An investigation by Swiss technology company Proton and US firm Constella Intelligence, a leading cybersecurity company, reveals that around 16 per cent of members of the Federal Council, National Council, and Council of States are affected. A total of 44 email accounts and 78 passwords were discovered.
According to Proton, many politicians had used their official email addresses to register on platforms such as LinkedIn, Dropbox, or Adobe—services that were later hacked.
Embarrassingly, three politicians reportedly used their parliamentary email addresses to sign up for dating or adult websites.
One of the politicians whose accounts were compromised has been named, though Proton is not disclosing any further details. Those affected have been informed so they can take remedial action.
The breach underscores the critical need for robust cybersecurity measures for all online users—from private citizens to government officials.
Although individual accounts were compromised, Swiss parliamentary services have stated that the official @parl.ch mailboxes were not affected. These accounts are protected by multi-level security protocols and are regularly monitored, according to Swiss authorities. In addition, regular cybersecurity awareness campaigns are conducted during parliamentary sessions.
However, according to Proton, beyond email addresses and passwords, other personal information—including phone numbers, credit card details, and home addresses—has also appeared on the darknet. Previous studies suggest that similar vulnerabilities exist in other countries.
Cybersecurity expert Nicolas Mayencourt sees the findings as indicative of a widespread lack of awareness. Speaking to Tages-Anzeiger, he warned that personal data remains dangerously accessible and called for the strict separation of personal and official accounts, as well as the use of password managers and multi-factor authentication.

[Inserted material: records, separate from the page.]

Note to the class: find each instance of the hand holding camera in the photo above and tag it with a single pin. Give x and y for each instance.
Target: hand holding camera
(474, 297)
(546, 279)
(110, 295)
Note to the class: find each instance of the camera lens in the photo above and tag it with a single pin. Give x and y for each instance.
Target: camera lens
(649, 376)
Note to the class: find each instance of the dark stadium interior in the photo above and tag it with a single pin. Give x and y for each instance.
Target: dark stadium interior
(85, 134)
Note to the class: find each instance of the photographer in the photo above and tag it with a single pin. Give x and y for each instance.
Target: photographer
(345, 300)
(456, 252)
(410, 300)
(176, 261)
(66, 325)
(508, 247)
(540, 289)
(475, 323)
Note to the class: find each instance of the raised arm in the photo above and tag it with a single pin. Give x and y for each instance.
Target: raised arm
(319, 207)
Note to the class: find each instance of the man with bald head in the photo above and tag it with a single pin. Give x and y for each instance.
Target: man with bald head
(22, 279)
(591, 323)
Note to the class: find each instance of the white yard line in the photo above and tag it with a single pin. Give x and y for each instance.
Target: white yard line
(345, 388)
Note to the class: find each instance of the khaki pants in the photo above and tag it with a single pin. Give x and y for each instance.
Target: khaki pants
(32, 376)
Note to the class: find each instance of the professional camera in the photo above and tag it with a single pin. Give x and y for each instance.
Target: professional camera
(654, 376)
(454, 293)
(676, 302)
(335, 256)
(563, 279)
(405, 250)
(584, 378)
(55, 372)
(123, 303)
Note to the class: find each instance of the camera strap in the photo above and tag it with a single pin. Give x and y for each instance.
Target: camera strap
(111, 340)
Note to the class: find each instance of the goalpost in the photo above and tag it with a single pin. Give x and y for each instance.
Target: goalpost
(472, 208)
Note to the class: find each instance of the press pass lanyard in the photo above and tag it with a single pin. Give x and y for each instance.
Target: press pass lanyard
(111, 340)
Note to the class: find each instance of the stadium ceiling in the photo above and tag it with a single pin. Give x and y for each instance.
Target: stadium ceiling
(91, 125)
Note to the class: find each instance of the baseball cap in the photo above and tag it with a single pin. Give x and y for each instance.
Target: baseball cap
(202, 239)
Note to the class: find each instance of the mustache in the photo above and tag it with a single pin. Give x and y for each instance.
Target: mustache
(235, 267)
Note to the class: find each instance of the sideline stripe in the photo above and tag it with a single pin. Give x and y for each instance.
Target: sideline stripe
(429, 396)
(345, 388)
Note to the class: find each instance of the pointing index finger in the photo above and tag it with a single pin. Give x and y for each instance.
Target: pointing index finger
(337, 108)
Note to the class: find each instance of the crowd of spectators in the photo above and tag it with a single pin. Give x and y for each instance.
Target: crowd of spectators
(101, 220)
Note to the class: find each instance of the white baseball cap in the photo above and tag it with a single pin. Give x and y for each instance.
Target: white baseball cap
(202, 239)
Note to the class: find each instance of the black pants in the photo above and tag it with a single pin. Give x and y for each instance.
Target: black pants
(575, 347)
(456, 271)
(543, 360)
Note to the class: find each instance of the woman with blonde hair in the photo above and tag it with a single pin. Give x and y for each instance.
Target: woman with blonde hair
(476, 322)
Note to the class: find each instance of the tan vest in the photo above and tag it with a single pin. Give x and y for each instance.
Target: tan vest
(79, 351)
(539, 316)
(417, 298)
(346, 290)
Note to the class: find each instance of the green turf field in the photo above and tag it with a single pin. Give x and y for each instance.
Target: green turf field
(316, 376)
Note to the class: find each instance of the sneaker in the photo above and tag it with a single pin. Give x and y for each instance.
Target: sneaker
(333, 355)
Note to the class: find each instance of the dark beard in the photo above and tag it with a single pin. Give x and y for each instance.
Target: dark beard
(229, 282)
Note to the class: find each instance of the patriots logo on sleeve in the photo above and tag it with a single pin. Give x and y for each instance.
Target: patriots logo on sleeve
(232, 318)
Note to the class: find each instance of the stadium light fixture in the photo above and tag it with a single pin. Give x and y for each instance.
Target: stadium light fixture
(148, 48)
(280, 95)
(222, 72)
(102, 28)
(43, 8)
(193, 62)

Alberto Casares, Chief Technology Officer at Constella Intelligence, told National Security News last year that terrorists and state actors have developed tools capable of automatically scanning computer systems for vulnerabilities.
Once weaknesses are identified, attackers can target victims using specific types of malware known as “info-stealers.”
He explained: “What we’ve seen in recent months is that these threat actors are increasingly using techniques focused on targeting Israeli citizens and critical infrastructure.
“In some cases, they exploit information compromised by an info-stealer—a type of malware that extracts data from a device by embedding itself in seemingly legitimate software, including video games or even PDF documents.
“They wait for the victim to click and download the malicious software. Once that happens, the attacker receives an alert and begins analysing the stolen data.
“This malware can access browser history, saved passwords, cookies (which are extremely valuable), and even sensitive documents stored on the device. With this information, the attacker can bypass multi-factor authentication and hijack accounts. It’s a sophisticated form of attack, but alarmingly easy to learn.”
Constella Intelligence is equipped to analyse data from such breaches, and Casares noted that hundreds of breaches occur globally each day.
Despite the growing sophistication of cyberattacks, Casares stressed that organisations can still protect themselves by taking the right precautions.
“First of all,” he said, “awareness is crucial, as most infections occur when users click on or download malicious programs. We’ve even seen legitimate-looking PDF files—copied from authentic sources—used to deliver malware.
“So, the first defence is awareness. Be careful not to click on or download files from suspicious websites.
“The second is to ensure your software is kept up to date and you are using antivirus protection. These are some of the most effective defences against cyberattacks.”